Quilt #3: Machine quilting using Stitch-in-the-Ditch quilting walking foot.

Batting is yet another consideration.  On quilt number three, I am using a low loft cotton batting, ready for quilting (no pre-shrinking needed), and so far it is quilting easily, but is not producing the amount of "puff" texture that I would like.  I did note that there is a thicker cotton pellon batting that would be easy to work with, but would require pre-washing, or so I have been lead to believe. Quilt number two is going to a friend in California. Adding a back and then appliqueing my dedication design on the back, may mean the thin batting will be more than adequate weight and the pellon batting perhaps too heavy for such a warm climate? I will finish quilt number three to see how the quilting looks as well as being sure that the combination of quilting and tying works before I make a final decision as to how I finish quilt number two.

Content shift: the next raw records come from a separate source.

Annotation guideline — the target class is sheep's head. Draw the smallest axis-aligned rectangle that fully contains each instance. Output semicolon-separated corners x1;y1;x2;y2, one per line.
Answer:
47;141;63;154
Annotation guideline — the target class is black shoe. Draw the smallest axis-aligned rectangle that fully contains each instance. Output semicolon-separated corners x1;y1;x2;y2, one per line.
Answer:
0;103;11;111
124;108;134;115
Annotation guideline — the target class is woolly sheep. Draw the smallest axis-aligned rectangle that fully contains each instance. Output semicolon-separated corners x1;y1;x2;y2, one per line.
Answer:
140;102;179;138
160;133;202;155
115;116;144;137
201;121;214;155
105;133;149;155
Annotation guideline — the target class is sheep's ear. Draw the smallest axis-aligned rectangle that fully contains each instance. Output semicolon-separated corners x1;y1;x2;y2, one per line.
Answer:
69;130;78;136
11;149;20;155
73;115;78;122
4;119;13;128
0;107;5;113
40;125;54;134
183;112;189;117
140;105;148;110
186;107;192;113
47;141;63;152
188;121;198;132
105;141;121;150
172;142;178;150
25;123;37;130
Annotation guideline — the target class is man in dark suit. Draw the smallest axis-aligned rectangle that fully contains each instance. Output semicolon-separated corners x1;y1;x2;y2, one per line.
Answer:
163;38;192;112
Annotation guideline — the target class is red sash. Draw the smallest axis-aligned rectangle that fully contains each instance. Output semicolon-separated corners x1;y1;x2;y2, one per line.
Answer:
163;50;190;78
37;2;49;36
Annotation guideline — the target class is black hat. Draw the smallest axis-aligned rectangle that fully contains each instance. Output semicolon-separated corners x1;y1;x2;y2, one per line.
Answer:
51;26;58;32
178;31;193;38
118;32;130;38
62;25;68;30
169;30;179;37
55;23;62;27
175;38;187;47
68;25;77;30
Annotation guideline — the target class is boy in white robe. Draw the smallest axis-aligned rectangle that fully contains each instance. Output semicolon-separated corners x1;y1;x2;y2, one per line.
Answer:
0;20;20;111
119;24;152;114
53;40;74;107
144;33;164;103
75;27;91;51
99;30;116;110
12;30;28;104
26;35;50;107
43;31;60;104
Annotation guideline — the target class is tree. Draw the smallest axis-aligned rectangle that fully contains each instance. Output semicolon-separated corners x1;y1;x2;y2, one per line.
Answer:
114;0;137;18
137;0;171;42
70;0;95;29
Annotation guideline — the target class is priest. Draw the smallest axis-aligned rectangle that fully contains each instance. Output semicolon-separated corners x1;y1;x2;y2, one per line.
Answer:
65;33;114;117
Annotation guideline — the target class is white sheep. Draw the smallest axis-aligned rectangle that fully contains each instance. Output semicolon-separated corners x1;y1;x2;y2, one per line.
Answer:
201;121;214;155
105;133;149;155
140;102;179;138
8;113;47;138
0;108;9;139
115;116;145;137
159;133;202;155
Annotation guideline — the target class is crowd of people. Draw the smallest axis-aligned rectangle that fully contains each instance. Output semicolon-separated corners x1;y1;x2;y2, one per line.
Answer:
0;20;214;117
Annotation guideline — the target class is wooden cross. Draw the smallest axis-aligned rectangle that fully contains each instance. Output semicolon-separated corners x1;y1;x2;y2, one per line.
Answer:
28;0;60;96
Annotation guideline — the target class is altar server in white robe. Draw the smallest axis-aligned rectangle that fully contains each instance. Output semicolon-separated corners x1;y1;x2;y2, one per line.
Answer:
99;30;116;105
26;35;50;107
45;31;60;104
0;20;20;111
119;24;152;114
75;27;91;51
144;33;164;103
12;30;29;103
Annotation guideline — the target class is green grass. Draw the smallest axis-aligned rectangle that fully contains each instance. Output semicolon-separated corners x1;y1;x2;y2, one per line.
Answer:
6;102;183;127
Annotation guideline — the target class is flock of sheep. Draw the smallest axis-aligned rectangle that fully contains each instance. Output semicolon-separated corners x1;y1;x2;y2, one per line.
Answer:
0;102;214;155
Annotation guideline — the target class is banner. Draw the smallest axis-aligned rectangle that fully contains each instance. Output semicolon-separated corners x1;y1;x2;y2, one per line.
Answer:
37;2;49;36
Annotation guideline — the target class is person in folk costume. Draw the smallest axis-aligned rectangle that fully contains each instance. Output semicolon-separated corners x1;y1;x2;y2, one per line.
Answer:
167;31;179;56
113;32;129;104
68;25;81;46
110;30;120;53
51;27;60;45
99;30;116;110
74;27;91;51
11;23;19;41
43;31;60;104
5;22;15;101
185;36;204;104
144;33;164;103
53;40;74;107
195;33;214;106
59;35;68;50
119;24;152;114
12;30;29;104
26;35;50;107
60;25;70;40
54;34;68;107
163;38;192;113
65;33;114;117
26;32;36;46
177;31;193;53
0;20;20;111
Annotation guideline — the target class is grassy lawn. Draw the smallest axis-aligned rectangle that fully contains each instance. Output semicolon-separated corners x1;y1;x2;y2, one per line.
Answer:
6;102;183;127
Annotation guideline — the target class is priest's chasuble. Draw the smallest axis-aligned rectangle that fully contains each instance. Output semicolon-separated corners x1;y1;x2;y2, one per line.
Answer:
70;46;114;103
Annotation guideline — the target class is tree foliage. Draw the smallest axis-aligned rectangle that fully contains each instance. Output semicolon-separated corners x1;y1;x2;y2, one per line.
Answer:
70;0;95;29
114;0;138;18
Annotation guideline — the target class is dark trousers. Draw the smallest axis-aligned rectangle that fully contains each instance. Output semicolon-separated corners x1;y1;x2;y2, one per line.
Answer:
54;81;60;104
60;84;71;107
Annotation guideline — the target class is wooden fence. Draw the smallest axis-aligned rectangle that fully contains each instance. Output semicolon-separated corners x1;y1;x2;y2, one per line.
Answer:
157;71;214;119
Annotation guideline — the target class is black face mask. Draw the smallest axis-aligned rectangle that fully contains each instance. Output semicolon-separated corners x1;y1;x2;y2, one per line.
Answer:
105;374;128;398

I do remember my other comforters and quilting experience from years ago. I sewed a beautiful comforter for my mother.  We decided that corduroys were especially rich in colors and would be beautiful all sewn together in a very simple multi-colored square patchwork.  It was indeed beautiful, but I tied it with a fluffy high loft batting with a corduroy backing as well.  It made for a sort of "sleigh-bundling quilt", guaranteed to keep you warm in an electrical storm with the furnace out, if not riding for hours in a sleigh on a cold winter day! Fortunately my mother used it on an an extra day bed that was only used by myself once. Its weight should have come with suffocation warnings, but was a definate cure for Restless Leg Syndrome!

The jury is still out as to which machine quilting techniques will work best for quilt number two, except that it will be done in strips and quilted in a Quilt-as-You-Go* fashion.  I am noting that machine quilting, while faster than hand-quilting, is still a lot of work!!  And all of this was to facilitate finishing all my unfinished quilts I have started!! Did I mention (yet again) that I am not getting any younger? My three learning quilts have now been added to the list of quilts to complete!! Carpal tunnel and a painful trigger finger have been added to the equation. This sport of quilting is NOT for sissies!!

(*Quilt-As-You-Go is a technique where you quilt a quilt either block by block or in sections that are then joined by stitching the top seam and batting and then folding under the top seam  which is then sewn by hand using an invisible whip-stitch. It is used as a way of more easily creating smaller portions of the quilt at a time and then stitching them together to make large bed-sized quilts.)

On The Side:  Sewing fleece socks goes on throughout the year so that my inventory of three hundred pairs of socks will be ready for my shows late fall and pre-Christmas season. They help support my material addiction habits!! There is no rest for the wicked...and yet I no idle hands or mind to be wicked now!

Sewing fleece socks--during my breaks from machine quilting.
Stitched one sock at a time, I will sew 100+ pairs to add to my sock inventory.
Pre-cut socks ready for sewing. No idle hands allowed at Little House!